The New Yorker provides a rather light and unsatisfying snack as it profiles a Silicon Valley geek who is looking to replace food with a sludgy substance he calls “Soylent” (despite the association with the cannibalistic dystopia in the old Charlton Heston flick).

The big question: could a person really live for a lifetime on this semi-tasteless concoction of protein, carbs, lipids, fiber and vitamins?

In a singular show of half-interest, reporter Lizzie Widdicombe lives on it for “more or less, a three-day weekend.”

Indeed, she doesn’t appear to have enjoyed it much, citing issues with bloating and flatulence.

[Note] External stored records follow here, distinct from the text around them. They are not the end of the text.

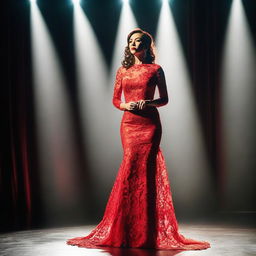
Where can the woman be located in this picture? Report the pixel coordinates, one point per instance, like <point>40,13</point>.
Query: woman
<point>140,212</point>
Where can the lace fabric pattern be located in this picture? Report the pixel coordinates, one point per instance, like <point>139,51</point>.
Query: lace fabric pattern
<point>140,211</point>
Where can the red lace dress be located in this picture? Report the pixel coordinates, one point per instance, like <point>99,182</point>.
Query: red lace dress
<point>139,212</point>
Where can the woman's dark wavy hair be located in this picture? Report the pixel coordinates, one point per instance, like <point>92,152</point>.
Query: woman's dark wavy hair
<point>148,43</point>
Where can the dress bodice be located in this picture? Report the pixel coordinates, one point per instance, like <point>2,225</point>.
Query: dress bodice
<point>138,82</point>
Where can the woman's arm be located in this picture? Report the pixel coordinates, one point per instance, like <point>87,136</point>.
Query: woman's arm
<point>161,84</point>
<point>116,100</point>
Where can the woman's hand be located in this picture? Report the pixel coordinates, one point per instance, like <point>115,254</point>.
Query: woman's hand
<point>132,105</point>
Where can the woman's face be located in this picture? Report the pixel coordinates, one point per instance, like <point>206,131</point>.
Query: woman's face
<point>135,43</point>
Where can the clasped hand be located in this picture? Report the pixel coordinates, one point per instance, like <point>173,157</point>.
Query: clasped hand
<point>132,105</point>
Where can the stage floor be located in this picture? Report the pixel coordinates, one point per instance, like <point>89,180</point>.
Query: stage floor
<point>225,239</point>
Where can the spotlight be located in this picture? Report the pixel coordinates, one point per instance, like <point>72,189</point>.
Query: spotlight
<point>76,2</point>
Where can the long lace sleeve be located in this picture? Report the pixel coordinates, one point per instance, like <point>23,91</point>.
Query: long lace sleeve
<point>118,89</point>
<point>161,84</point>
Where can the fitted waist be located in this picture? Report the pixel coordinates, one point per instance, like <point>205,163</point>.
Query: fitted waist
<point>147,115</point>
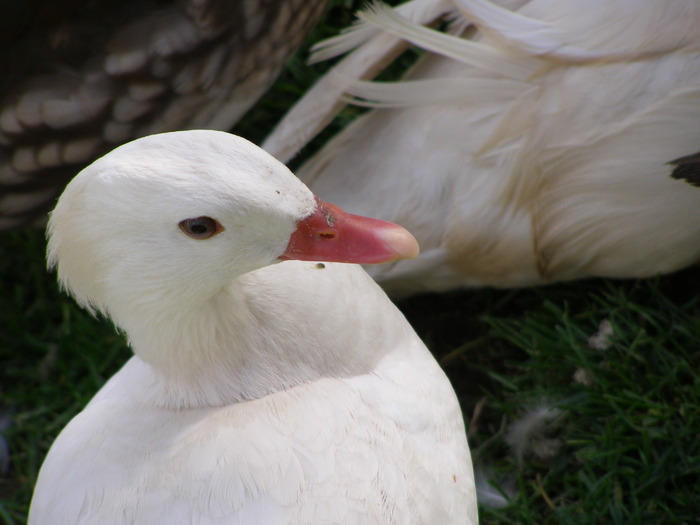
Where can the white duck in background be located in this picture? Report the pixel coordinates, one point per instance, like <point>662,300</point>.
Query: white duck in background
<point>534,147</point>
<point>260,392</point>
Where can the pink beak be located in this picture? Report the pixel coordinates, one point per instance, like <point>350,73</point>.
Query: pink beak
<point>330,234</point>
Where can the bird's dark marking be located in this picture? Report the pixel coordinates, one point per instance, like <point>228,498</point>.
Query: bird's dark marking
<point>687,169</point>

That appears to have been that, and Lizzie is presumably back to her quinoa and baby carrots. If you want to read something worthwhile about humans’ need for food, check out the March 2012 article in Harper’s by Steve Hendricks, who went without eating anything at all for 20 days straight.


New York gives us yet another issue on TV, with the cover promising to answer the pressing question of why “The Big Bang Theory” is so successful.

After pausing to wonder about the average age of this magazine’s readership, we searched for something a bit more interesting, and had to settle for a lengthy musing on whether Lara Logan should be allowed back on “60 Minutes.”

The piece by Joe Hagan turns out to be a good read, arguing convincingly that CBS News chief Jeff Fager and his boss Les Moonves have let the once-venerable news program go to pot.

In addition to the disasters that engulfed Logan’s reporting, we also have Fager to thank for puff pieces on everything from Blackwater to the NSA to Jeff Bezos.

When The Post reported on Logan’s sexcapades with the headline “Sexty Minutes,” Fager had it framed in his office. We’d be tempted to applaud him for this if it weren’t so pathetic. Fagan eventually took it down, according to Hagan; now it’s time for somebody to take him down.